Timea Bacsinszky carries Switzerland into the World Group: While Martina Hingis's return to singles stole all the headlines, Bacsinszky just put her head down and did the hard work to almost single-handedly get Switzerland the win over Poland. Bacsinszky lost just five games total to the Radwanska sisters, beating Urszula 6-2, 6-1 and then posting a stunning scoreline over No. 9 Agnieszka 6-1, 6-1. Then, with Hingis sustaining an injury in singles—the decision to play Hingis in singles as opposed to saving her for doubles was highly questionable—Bacsinszky paired with Viktorija Golubic to beat Radwanska/Alicja Rosolska 9-7 in the third set to seal the tie.

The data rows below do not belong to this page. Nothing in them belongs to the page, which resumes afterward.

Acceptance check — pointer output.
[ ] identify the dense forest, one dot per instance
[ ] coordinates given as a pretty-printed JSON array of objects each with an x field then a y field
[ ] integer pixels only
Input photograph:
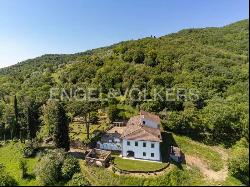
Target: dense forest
[{"x": 211, "y": 61}]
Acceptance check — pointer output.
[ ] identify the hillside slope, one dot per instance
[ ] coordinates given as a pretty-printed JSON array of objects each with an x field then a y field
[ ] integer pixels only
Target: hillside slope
[{"x": 211, "y": 61}]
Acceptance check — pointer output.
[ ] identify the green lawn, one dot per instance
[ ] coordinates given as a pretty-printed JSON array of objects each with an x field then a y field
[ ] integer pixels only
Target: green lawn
[
  {"x": 79, "y": 130},
  {"x": 10, "y": 155},
  {"x": 204, "y": 152},
  {"x": 127, "y": 111},
  {"x": 137, "y": 165},
  {"x": 175, "y": 176}
]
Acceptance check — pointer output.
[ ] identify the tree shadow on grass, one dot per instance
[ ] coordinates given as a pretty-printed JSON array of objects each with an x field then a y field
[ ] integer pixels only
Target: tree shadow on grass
[
  {"x": 168, "y": 141},
  {"x": 30, "y": 176}
]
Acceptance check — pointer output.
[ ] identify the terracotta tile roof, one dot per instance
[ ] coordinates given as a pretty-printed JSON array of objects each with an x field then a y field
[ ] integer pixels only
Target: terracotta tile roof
[
  {"x": 136, "y": 131},
  {"x": 151, "y": 116}
]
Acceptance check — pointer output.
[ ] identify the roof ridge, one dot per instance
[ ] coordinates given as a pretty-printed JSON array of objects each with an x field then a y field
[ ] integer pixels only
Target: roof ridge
[
  {"x": 150, "y": 132},
  {"x": 133, "y": 131}
]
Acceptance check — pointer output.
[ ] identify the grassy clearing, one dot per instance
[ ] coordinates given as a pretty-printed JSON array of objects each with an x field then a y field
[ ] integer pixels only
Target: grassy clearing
[
  {"x": 206, "y": 153},
  {"x": 127, "y": 111},
  {"x": 103, "y": 177},
  {"x": 10, "y": 156},
  {"x": 137, "y": 165},
  {"x": 78, "y": 130}
]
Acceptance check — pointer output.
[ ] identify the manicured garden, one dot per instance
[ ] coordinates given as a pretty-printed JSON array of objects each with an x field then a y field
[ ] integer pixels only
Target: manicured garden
[
  {"x": 138, "y": 165},
  {"x": 78, "y": 130},
  {"x": 202, "y": 151},
  {"x": 10, "y": 157}
]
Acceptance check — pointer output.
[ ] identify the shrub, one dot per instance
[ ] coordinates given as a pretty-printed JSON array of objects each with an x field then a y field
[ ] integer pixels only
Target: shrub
[
  {"x": 78, "y": 180},
  {"x": 5, "y": 178},
  {"x": 28, "y": 152},
  {"x": 48, "y": 170},
  {"x": 239, "y": 163},
  {"x": 70, "y": 167},
  {"x": 23, "y": 168}
]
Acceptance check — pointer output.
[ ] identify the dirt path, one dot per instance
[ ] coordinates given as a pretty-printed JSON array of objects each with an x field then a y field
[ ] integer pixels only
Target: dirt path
[
  {"x": 208, "y": 173},
  {"x": 166, "y": 170},
  {"x": 89, "y": 175}
]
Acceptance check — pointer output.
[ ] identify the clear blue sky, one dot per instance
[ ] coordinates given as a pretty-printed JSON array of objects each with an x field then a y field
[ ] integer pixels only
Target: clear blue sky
[{"x": 30, "y": 28}]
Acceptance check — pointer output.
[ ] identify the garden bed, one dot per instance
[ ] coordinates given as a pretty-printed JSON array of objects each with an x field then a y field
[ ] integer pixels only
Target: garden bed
[{"x": 138, "y": 166}]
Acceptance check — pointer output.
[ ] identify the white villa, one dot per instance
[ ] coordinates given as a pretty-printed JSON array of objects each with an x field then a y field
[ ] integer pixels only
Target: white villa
[{"x": 139, "y": 139}]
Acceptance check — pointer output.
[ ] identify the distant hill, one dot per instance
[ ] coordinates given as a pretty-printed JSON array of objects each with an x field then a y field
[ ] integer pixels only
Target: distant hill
[{"x": 213, "y": 61}]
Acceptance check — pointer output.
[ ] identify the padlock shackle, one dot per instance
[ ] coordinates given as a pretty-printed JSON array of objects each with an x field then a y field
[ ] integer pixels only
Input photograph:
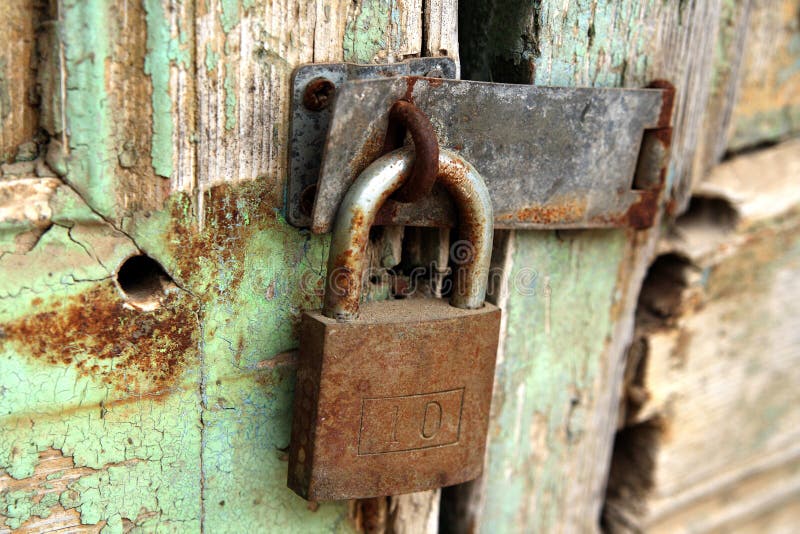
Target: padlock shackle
[{"x": 360, "y": 206}]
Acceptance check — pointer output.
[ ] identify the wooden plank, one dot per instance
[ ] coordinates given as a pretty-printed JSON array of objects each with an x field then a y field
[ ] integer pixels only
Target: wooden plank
[
  {"x": 18, "y": 109},
  {"x": 559, "y": 375},
  {"x": 717, "y": 375},
  {"x": 197, "y": 187},
  {"x": 768, "y": 105}
]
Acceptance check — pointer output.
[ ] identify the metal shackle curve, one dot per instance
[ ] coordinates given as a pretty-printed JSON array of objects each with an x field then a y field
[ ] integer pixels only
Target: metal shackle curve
[{"x": 360, "y": 206}]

World Group II could feature some tough early ties next year: With Olympic eligibility tied to Fed Cup participation, both the Fed Cup and Davis Cup will see an influx of top player participation next year. Here's how the World Groups shake out for 2016:
World Group I: Czech Republic, Russia, Germany, France, Switzerland, Romania, Italy, the Netherlands.
World Group II: U.S., Serbia, Spain, Canada, Poland, Australia, Slovakia, Belarus.
World Group II sees a potential mix of players such as Serena and Venus Williams, Keys, Stephens, Ana Ivanovic, Jelena Jankovic, Garbine Muguruza, Carla Suarez Navarro, Bouchard, Agnieszka Radwanska, Sam Stosur and Victoria Azarenka. Could be fun.